In the end though, I'm trusting God. He knows what's best for me and has his own, far greater plan. His plan is better than my own. I don't know what the future holds, but I know He who holds it.

We are at our very best, and we are happiest, when we are fully engaged in work we enjoy on the journey toward the goal we've established for ourselves. It gives meaning to our time off and comfort to our sleep. It makes everything else in life so wonderful, so worthwhile.  -Earl Nightingale

Tuesday, 12 November 2013

Quantity over quality

*Clears dust from blog* It has been a while...
I've been thinking recently about content overload. With the internet taking over everything, our attention spans are getting shorter and shorter. We demand to be entertained, and we cast aside anything that bores us even for second. Why? Because there is a long, long, loooong line of other distractions just waiting a few hyperlinks away. We suffer from FOMO (Fear Of Missing Out) and feel a need to consume so much content so quickly, that we gulp it down instead of savoring it. Let's use gaming as an example. I bought the Humble Indie Bundle and found myself with many games all there for me to play at once. As a result, I now have a guilty conscience full of perfectly fun, yet unfinished games that I abandoned in my rush to play the rest. I used to replay games, hunt for secrets and try to experience everything they had to offer because I only got maybe 2 games a year.

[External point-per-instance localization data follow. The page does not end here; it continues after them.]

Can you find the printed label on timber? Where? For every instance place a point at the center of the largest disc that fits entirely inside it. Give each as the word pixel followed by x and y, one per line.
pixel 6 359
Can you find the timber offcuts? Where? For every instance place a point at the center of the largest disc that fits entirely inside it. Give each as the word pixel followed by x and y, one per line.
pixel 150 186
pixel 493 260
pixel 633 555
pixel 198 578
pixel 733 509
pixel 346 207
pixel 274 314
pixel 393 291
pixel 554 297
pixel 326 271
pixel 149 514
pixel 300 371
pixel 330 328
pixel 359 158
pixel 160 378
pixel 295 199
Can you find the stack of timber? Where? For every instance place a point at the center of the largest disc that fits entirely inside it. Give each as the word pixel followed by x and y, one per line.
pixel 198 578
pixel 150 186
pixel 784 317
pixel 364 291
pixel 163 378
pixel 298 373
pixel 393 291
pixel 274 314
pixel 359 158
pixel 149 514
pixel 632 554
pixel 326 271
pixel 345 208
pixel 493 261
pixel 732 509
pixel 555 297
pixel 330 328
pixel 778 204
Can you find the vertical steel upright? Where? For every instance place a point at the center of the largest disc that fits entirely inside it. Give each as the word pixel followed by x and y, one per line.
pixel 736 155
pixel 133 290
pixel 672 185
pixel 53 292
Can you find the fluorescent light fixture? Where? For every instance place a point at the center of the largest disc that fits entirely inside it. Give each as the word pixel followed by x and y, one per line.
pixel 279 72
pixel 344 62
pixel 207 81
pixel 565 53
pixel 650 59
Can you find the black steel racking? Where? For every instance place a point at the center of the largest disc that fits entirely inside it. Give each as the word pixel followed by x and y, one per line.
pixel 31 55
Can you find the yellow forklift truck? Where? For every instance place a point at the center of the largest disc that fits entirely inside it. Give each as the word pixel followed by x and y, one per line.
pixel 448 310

I'm babbling a bit, but you get my point: We need to slow down, avoid overexposure to new content all the time and enjoy each offering to it's fullest.

Monday, 24 September 2012

World Wide Culture

Webculture fascinates me, it is a phenomen that has risen from the soup of connectivity. People all over the world now have the ability to share their opinion and shared opinions will always influence others. The web community is just like any other community in that there exists peer pressure. Inside jokes exist in the form of internet memes. The sheer size of the web community means that things spread, nothing exists in isolation. People are realising that they have anything they want at their fingertips. There are pros, there are cons, but either way The Web is moulding the people of today like nothing in history ever has. You can insult the upbringing and genealogy of people on the other side of the planet and that sort of power changes people. I am right now composing something to toss onto a pile of other opinions the size of a small moon for reasons I can not name. I think there is more research to be done...then posted ooh I hope people in Brazil like it yippideedoo.

Wednesday, 9 May 2012

Girl Friends

When you're with your guy friend, you walk together, sit together, laugh together ect. You are seen as being friends. However do that consistently with girl (space) friend and people assume things. They will tease. This makes things awkward. I am irritated with this state of affairs. There, vent session over, carry on.